So, in the “buying old crap I had twenty-five years ago and threw out at some point,” I found another Vivitar camera that is (almost) the same as the one I had from 1993 to about 2000.

I talked a bit about my history with analog film a few years ago, when I last fell down the analog film k-hole. I bought this Vivitar camera during the summer of 1993, after not having a camera at all for about three or four years. I was working at Montgomery Ward that summer (in addition to another full-time factory job) and had an employee discount, so I picked up the most camera I could get for about $100 at the photo counter in their Electric Avenue department at the Concord Mall.

That hundred bucks bought a 35mm point-and-shoot. It had a plastic body, but a decent Series 1 glass auto-focus lens. It was a power zoom, so it could zip from 38 to 70mm focal length with motorized control. The film load/wind was also motorized; you dropped in a film cartridge, closed the door, and the camera automatically sucked the film into the takeup reel. When you hit the end, it automatically rolled it back into the canister. The camera also had blue-teal accents to it, which was Nineties as fuck.

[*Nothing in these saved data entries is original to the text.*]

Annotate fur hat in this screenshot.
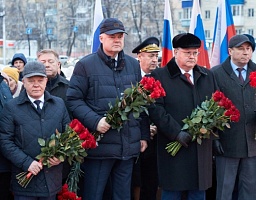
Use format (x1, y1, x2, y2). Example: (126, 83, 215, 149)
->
(172, 33, 201, 48)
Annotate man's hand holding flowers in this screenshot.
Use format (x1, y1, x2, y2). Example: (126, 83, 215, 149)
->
(166, 90, 240, 156)
(104, 76, 166, 132)
(28, 160, 43, 176)
(48, 156, 62, 166)
(16, 119, 97, 189)
(175, 131, 192, 148)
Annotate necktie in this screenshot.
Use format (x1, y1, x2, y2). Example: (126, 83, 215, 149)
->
(184, 73, 193, 85)
(34, 100, 42, 114)
(236, 68, 244, 84)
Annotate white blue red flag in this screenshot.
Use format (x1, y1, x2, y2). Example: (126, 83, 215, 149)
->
(189, 0, 210, 69)
(91, 0, 104, 53)
(210, 0, 235, 67)
(161, 0, 173, 67)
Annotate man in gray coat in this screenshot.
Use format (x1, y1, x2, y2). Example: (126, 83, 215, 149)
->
(148, 33, 218, 200)
(211, 34, 256, 200)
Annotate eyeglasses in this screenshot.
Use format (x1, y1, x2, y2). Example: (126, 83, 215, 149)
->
(179, 50, 200, 57)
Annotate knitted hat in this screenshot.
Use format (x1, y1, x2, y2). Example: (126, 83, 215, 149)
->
(2, 67, 19, 83)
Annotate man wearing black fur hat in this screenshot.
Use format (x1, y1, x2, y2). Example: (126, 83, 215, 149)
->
(132, 37, 160, 200)
(66, 18, 150, 200)
(148, 33, 218, 200)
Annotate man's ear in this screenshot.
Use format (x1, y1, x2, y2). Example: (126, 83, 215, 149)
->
(99, 34, 103, 43)
(137, 53, 142, 62)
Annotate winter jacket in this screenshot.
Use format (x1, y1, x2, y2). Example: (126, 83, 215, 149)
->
(0, 90, 70, 197)
(67, 45, 150, 160)
(0, 74, 13, 173)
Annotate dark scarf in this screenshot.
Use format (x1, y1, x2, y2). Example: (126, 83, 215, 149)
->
(46, 74, 58, 91)
(97, 44, 125, 71)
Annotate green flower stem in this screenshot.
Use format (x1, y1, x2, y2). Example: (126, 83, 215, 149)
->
(209, 105, 220, 119)
(207, 100, 215, 111)
(166, 141, 182, 156)
(66, 161, 83, 194)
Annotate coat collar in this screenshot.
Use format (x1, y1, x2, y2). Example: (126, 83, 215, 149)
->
(166, 57, 208, 80)
(221, 56, 256, 76)
(17, 89, 53, 105)
(219, 56, 256, 86)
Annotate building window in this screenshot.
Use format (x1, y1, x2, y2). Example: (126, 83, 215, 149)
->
(248, 29, 254, 36)
(236, 29, 242, 35)
(248, 8, 254, 17)
(183, 8, 192, 19)
(178, 12, 182, 20)
(205, 10, 210, 19)
(232, 5, 243, 16)
(205, 30, 210, 38)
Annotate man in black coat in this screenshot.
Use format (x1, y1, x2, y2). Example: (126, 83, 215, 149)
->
(37, 49, 70, 111)
(37, 49, 72, 185)
(149, 33, 218, 200)
(132, 36, 160, 200)
(211, 34, 256, 200)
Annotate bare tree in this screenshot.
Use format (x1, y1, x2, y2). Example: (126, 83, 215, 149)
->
(128, 0, 143, 43)
(147, 0, 164, 44)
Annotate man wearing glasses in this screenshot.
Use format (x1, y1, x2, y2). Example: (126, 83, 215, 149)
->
(148, 33, 218, 200)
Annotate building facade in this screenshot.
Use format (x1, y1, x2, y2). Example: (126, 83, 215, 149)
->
(0, 0, 255, 63)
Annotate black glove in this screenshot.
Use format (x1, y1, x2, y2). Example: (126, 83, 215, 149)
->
(176, 131, 192, 148)
(213, 139, 224, 155)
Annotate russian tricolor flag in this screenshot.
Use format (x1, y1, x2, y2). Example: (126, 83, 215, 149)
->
(91, 0, 104, 53)
(210, 0, 235, 67)
(161, 0, 173, 67)
(189, 0, 210, 69)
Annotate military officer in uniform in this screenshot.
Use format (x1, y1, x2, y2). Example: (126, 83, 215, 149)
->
(132, 37, 160, 200)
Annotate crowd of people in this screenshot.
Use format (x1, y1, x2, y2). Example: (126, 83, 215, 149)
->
(0, 17, 256, 200)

I bought this camera with the intention of documenting shows. It was the height of death metal and the zine scene, and I wanted something I could sneak into concerts. I was going to a lot of shows with Ray, and getting free passes to stuff to interview bands. In practice, I never got to take pictures at shows, because security was always really shitty about it, even when a record label gave me a photo pass. And this was a fairly worthless camera for taking pictures of bands, except maybe candid, backstage stuff at a close range with a lot of light.

Ultimately, I didn’t take that many pictures with this camera. I think maybe two dozen rolls went through it during those seven years. I took a trip across the country in 1995 and shot maybe six pictures total. A Disney trip in 1997 was about two rolls. The 1999 cross-country trip was another three, maybe. Getting a camcorder in 1996 reduced the amount of film I shot. Getting a digital camera at the end of 2000 relegated this thing to the back of the closet. I don’t know when I got rid of it; maybe when I moved in 2005.

Ironically, the most-seen photo from this camera is one you may be familiar with.

I was hunting for this camera online, and found this 5500PZ on eBay for seven bucks, including postage. When I got it, I realized it’s not exactly what I had. Mine was slightly thinner, with the zoom controls on the back, not the front. I’m sure it’s optically the same. But it bugs me that it’s not identical, and scanning through other eBay auctions, I can’t find the model that is exactly like mine. Maybe Vivitar sold some oddball model exclusively to Wards. Anyway, for seven bucks, close enough.

I put a battery in this one to test it. It uses a small lithium battery that was hard to find online. The zoom motor is much louder than I’d expected, and the zoom itself is not smooth and very slow. It’s not exactly the auto-focus that my new Canon has. I didn’t have any film in the house, so I ordered a few rolls, and we’ll see how it goes.

I’ve also gone back and started scanning some of the old photos I didn’t have scanned from this era 25 years ago. It’s a reminder how much of a pain in the ass film was. It also makes me think too much about exactly when and where photos were taken, since EXIF wouldn’t be invented for another half-decade. Trying to not get into too much of a nostalgia backslide, which leads to the regret that I didn’t take more pictures back then. But it’s understandable when I go to pay for film developing. Anyway.